- Genre: Children's Animation
- Starring: Günter Dybus Joachim Kerzel Hansjoachim Krietsch Hildegard Krekel Josef Meinertzhagen Peter René Körner Maria Barring
- Country of origin: West Germany
- No. of seasons: 2
- No. of episodes: 26

Production
- Running time: 30 minutes

Original release
- Release: October 12, 1986 – April 2, 1990

= Janoschs Traumstunde =

German animated children's television series

Janoschs Traumstunde is a West German animated children's television series that originally aired from 1986 to 1990. It was based on the works of German artist and children's book author Janosch, with directors Jürgen Egenolf, Uwe-Peter Jeske and Wolfgang Urchs.

==Format==

Almost every episode contains two self-contained stories; in some cases, episodes featured three to four shorter stories. The stories are framed by a series of sequences featuring the "Big, Fat, Fabulous Bear," who introduced the stories in each episode.

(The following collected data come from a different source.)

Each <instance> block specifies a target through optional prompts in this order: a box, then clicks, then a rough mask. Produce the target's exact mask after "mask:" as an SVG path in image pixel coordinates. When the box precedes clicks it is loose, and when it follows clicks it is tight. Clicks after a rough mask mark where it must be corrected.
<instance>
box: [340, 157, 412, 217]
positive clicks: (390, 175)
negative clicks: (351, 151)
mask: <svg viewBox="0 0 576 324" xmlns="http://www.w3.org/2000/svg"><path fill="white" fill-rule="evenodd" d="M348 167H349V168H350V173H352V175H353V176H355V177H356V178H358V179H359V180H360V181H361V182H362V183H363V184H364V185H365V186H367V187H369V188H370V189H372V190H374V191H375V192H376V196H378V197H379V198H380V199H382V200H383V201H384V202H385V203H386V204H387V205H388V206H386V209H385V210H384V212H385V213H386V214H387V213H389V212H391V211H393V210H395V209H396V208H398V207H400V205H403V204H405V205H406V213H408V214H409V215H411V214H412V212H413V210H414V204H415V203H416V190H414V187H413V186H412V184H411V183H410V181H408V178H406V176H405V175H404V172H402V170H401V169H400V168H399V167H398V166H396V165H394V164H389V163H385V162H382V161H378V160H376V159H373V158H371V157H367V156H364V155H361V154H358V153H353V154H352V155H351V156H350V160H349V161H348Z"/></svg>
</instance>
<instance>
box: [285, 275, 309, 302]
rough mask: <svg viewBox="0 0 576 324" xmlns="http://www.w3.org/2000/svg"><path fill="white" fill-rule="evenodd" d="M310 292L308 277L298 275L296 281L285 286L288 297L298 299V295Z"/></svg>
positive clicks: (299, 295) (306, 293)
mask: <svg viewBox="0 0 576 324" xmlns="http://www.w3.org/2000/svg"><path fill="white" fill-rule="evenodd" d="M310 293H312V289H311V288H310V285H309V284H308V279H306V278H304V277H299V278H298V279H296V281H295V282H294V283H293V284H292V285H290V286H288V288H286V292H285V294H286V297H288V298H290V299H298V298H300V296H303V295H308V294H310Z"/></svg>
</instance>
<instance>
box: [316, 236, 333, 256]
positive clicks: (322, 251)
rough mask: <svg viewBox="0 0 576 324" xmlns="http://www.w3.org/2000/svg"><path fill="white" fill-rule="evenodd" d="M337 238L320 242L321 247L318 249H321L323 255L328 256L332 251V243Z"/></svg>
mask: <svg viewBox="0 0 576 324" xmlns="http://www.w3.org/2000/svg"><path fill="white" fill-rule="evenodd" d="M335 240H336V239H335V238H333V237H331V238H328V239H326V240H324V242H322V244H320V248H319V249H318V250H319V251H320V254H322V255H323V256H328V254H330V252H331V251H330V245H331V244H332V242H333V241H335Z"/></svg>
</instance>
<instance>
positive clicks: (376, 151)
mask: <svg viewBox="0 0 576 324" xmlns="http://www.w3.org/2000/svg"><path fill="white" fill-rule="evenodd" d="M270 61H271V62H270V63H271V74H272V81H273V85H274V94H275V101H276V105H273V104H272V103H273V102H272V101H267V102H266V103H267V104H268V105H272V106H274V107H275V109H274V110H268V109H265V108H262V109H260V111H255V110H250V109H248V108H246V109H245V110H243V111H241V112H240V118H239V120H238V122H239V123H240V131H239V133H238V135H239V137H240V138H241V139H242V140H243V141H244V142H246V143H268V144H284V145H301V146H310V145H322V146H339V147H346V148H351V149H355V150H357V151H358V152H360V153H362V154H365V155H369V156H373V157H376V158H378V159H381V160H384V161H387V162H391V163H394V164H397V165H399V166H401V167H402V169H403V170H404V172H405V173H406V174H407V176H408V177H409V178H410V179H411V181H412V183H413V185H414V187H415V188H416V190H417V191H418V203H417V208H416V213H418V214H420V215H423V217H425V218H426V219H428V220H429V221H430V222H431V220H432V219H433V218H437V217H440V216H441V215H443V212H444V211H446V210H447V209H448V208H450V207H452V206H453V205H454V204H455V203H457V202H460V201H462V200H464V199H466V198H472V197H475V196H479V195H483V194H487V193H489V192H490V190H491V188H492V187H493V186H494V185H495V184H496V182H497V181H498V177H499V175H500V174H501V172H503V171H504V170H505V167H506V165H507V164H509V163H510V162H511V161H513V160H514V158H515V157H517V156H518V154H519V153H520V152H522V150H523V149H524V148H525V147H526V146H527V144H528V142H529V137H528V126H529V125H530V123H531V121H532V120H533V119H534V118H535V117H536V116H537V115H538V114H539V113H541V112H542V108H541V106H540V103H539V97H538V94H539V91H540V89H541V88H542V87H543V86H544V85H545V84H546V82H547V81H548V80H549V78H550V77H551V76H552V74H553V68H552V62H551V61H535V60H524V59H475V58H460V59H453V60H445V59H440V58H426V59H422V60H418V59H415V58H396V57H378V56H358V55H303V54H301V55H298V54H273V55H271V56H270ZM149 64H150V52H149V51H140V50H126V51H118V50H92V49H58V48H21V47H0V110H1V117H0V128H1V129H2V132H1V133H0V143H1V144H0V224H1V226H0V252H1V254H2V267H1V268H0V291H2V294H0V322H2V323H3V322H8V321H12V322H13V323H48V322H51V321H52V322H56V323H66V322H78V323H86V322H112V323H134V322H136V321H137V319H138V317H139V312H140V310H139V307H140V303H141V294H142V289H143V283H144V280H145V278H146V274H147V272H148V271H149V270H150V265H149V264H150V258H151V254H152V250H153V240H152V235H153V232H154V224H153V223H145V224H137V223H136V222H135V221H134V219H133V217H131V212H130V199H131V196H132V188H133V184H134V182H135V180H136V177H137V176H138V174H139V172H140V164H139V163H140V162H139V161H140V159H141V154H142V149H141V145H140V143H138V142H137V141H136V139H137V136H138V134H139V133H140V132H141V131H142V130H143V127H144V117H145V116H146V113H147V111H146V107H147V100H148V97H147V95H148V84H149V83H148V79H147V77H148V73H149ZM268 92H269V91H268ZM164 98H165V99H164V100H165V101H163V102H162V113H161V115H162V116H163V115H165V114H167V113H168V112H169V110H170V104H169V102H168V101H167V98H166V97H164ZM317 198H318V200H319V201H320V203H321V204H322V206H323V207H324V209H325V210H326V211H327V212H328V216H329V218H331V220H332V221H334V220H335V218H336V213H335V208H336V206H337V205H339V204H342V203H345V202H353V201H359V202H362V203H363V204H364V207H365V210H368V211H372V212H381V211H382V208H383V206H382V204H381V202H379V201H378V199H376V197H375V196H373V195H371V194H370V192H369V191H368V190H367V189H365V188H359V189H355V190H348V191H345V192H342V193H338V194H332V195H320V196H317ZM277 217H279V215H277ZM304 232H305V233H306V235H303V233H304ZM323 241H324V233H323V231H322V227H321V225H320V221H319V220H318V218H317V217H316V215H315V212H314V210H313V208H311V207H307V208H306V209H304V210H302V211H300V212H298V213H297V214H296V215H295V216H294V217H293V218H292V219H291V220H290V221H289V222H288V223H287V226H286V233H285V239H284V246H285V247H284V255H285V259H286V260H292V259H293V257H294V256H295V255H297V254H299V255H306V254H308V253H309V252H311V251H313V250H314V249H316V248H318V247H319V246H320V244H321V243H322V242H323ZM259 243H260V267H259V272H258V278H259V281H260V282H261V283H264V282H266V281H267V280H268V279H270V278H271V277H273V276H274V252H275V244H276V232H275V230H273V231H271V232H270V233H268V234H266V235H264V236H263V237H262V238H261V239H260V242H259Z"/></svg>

==Broadcast and home media release==

In Germany, the first season aired from October 12, 1986, to January 4, 1987, and the second season between January 7 and April 2, 1990, both airing on ARD. Re-runs later aired on KiKa from April 8, 2007, until April 5, 2008. In the United Kingdom, it was broadcast as The Bear, The Tiger and the Others on CBBC in the 1980s.

In the United States, the series (dubbed in English and released under the title Janosch) was distributed on VHS by Celebrity Home Entertainment's "Just for Kids" imprint; it briefly aired on Nickelodeon's Nick Jr. block as Janosch's Dream World (a direct translation of the original German title) from 1993 to 1994.